Te escrevo agora pra te dizer todas as coisas que deveriam e poderiam ter sido ditas nesse último um ano que eu dividi a vida com você por sorte e merecimento.
Quero te lembrar do nosso tremendo agora, como naquele poema da Matilde Campilho que eu li pra você semanas atrás, não que eu acredite em destino ou coincidência, mas poxa, seria tão clichê dizer que te amei desde o primeiro momento que meus olhos encontraram com os teus. E eu acredito em tudo que seja pra ser, da pra ser.
Lá fora nesse exato momento há pessoas chorando de alegria, tristeza, saudade, ou sorrindo por todas as outras coisas tangíveis, palpáveis. Tem alguém nascendo e tem alguém morrendo nesse exato momento. Isso não é louco?
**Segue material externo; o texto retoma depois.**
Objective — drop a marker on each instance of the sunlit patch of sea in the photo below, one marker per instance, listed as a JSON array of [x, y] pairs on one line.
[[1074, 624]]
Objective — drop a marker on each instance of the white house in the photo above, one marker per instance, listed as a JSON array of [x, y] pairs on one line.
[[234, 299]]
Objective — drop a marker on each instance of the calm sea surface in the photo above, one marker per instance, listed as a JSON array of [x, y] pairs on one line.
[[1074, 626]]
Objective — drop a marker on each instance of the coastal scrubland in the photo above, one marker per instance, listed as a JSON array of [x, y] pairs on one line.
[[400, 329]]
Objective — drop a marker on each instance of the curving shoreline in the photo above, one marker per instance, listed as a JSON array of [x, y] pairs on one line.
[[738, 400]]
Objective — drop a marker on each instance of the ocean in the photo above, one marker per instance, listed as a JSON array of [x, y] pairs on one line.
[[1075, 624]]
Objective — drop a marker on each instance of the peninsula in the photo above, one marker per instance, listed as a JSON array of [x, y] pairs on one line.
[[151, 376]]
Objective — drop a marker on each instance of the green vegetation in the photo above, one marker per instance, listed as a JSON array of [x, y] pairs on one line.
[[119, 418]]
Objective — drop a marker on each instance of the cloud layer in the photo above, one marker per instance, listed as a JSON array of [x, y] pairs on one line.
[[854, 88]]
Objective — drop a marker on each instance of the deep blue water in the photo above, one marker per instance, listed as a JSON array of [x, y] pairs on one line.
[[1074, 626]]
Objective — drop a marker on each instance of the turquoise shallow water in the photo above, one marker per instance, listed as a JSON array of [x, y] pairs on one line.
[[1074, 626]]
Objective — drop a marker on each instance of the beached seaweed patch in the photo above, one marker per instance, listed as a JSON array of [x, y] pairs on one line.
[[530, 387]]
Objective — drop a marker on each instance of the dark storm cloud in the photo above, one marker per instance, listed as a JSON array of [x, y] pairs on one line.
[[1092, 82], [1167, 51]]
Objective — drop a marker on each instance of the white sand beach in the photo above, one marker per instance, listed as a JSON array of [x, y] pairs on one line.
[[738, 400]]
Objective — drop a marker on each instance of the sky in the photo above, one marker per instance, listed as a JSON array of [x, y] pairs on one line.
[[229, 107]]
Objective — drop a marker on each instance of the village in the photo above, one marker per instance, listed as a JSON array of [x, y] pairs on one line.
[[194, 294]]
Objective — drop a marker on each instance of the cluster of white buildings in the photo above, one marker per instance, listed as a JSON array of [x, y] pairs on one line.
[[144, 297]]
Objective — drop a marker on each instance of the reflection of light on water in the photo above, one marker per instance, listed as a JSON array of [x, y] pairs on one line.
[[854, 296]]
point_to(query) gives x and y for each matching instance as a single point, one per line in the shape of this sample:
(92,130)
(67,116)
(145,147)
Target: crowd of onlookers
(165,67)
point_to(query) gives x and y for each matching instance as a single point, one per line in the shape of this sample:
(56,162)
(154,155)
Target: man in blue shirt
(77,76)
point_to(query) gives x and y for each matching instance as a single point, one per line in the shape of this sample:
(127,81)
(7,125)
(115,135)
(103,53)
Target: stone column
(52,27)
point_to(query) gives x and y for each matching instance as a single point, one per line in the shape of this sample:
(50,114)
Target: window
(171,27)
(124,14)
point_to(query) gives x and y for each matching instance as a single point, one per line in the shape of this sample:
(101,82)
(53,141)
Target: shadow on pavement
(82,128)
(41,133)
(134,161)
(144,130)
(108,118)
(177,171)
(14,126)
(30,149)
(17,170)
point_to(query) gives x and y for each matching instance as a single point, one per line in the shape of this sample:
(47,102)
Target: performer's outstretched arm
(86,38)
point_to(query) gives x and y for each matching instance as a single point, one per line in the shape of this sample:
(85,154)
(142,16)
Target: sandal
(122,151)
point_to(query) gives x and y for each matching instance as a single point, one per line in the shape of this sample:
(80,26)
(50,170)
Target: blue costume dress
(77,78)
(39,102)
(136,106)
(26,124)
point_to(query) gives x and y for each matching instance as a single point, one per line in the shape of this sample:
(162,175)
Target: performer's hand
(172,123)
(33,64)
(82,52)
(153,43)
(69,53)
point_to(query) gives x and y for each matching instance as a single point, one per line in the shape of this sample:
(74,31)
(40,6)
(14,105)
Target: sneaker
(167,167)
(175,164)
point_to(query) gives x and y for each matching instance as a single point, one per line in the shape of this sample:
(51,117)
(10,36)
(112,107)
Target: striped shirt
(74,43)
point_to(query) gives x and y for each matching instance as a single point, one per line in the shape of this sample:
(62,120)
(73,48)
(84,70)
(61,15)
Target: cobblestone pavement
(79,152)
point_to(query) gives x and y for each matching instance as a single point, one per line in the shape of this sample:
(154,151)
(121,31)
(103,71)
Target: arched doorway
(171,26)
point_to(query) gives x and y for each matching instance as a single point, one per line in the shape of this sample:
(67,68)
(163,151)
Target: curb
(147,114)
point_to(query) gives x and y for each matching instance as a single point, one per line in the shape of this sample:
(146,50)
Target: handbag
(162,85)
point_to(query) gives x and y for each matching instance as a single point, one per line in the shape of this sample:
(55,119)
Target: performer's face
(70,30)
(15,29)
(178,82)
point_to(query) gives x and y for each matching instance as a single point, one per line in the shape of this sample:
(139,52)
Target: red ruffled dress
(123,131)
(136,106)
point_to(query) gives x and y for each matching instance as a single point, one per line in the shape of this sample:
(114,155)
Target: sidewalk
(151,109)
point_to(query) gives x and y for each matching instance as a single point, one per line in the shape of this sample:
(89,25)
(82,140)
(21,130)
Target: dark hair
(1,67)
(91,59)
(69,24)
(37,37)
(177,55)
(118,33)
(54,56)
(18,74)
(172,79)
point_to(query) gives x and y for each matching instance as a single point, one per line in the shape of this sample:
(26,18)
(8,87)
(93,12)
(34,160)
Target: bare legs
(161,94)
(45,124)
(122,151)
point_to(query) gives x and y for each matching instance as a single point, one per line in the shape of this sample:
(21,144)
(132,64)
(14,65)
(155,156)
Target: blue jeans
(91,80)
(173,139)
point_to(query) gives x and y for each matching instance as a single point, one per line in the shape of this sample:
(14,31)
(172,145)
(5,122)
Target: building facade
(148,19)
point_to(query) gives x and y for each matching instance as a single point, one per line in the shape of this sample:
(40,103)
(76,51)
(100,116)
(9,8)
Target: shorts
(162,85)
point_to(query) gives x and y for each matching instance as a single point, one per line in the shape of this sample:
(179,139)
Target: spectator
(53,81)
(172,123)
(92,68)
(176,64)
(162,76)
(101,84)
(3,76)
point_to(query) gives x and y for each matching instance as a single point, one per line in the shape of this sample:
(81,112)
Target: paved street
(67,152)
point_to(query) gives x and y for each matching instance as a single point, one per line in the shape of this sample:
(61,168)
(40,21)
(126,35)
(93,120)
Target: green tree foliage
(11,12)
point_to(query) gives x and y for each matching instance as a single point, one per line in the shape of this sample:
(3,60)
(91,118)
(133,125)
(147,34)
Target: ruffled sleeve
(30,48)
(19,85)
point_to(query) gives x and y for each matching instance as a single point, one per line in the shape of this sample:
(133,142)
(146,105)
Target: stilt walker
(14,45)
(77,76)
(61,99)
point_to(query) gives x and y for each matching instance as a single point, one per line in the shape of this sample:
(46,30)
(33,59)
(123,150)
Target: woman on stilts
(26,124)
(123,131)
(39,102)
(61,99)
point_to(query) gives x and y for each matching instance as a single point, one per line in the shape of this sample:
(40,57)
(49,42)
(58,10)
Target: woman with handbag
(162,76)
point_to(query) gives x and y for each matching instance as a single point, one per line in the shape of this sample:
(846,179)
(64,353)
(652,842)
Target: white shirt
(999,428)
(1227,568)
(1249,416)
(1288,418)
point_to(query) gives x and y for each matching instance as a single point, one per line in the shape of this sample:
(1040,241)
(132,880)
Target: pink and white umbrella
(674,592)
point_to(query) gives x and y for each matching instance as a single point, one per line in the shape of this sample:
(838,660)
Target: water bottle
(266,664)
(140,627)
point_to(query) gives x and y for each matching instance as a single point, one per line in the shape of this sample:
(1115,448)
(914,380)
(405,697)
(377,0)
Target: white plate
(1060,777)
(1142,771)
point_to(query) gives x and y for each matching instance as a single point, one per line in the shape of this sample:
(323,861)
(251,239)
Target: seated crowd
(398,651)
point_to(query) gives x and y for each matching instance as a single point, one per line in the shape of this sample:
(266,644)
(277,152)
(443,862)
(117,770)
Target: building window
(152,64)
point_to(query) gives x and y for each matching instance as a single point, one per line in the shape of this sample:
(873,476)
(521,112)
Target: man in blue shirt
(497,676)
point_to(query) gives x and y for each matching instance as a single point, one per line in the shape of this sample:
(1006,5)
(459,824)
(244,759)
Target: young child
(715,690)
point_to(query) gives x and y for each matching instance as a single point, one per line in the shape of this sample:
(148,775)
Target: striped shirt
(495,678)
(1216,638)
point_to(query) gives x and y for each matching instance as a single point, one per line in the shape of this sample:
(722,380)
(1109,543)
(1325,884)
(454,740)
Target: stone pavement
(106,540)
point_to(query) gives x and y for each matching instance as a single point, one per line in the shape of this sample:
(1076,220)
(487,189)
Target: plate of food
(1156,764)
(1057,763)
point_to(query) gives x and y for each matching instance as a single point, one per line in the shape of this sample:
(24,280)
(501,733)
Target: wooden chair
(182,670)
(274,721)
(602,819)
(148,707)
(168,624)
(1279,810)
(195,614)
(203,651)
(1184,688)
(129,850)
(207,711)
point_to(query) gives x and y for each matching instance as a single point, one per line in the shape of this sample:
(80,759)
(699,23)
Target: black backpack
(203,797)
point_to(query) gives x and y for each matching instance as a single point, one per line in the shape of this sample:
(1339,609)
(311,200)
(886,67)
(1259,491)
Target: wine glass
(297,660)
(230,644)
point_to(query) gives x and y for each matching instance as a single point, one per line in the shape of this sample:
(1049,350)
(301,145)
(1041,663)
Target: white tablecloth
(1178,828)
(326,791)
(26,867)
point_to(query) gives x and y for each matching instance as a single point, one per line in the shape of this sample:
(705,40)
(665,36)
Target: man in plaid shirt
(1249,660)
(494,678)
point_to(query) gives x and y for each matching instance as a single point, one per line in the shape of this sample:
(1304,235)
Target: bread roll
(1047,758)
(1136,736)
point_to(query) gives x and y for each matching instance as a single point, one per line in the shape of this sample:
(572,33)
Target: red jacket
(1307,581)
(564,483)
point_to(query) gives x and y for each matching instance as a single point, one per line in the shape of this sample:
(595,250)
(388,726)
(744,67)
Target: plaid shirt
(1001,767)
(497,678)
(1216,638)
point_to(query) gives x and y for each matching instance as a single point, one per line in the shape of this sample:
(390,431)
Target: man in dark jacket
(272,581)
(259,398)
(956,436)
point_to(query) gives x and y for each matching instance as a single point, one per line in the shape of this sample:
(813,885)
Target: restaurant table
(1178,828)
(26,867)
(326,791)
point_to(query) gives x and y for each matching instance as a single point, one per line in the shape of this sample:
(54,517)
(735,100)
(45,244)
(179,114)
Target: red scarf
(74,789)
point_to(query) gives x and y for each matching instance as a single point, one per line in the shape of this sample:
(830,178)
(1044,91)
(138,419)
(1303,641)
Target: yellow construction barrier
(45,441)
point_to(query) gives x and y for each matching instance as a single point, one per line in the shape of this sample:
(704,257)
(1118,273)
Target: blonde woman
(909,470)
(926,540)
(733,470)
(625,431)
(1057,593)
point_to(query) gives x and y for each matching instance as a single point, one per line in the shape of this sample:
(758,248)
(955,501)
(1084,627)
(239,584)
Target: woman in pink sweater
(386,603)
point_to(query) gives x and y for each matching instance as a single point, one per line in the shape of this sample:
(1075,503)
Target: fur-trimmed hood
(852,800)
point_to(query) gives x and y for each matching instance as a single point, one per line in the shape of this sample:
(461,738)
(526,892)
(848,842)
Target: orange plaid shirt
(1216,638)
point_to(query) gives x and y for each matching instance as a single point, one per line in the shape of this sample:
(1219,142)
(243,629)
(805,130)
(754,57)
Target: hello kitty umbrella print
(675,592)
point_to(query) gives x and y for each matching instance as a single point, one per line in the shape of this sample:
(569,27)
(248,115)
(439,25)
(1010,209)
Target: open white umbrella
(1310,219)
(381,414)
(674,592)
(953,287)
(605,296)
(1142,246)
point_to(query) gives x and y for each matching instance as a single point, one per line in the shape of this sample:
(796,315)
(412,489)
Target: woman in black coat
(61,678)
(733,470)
Nós estamos aqui e agora, e te observo sendo gigante Math, fugimos de toda a razão e obediência que é o amor. Sei que existe lá fora uma comédia romântica, um drama, uma peça de teatro que move e molda o amor na sua forma pura e gentil, fugi de todas essas regras. Te amo gigante. Te amo com a pressa de que sei que as coisas tem um fim, as vezes mais dolorosos do que imaginamos. Fugi da lógica como quem não só tem a pressa de amar, mas de existir. Te puxei pra um mundo que arrebenta, e que as vezes, ou quase sempre não tem limites nenhum.
Lembra aquele dia no parque? O som da tua risada não sai da minha cabeça, parecíamos crianças protegidas por tamanha inocência do que machuca, que por um segundo eu fecho meus olhos e não tenho medo de nada. É a tua risada ecoando na minha cabeça e me fazendo se sentir livre. Sei que é recíproco porque quando fecha os olhos, teus pensamentos se tornam palpáveis ao imaginar minhas mãos na sua correndo pelo shopping.
Sinto uma corda invisível me puxando pra tua vida, e sei que voce também sente o mesmo. Um emaranhado de nós tão fortes, e presos como se não pudesse haver nenhum afastamento de nós. Me olho no espelho e vejo muito de você, como naquele mosaico que eu sempre afirmo que a gente é. Te observo de fora e percebo que ser diferente em tantas outras coisas também é bom, quero ser um pouco como você.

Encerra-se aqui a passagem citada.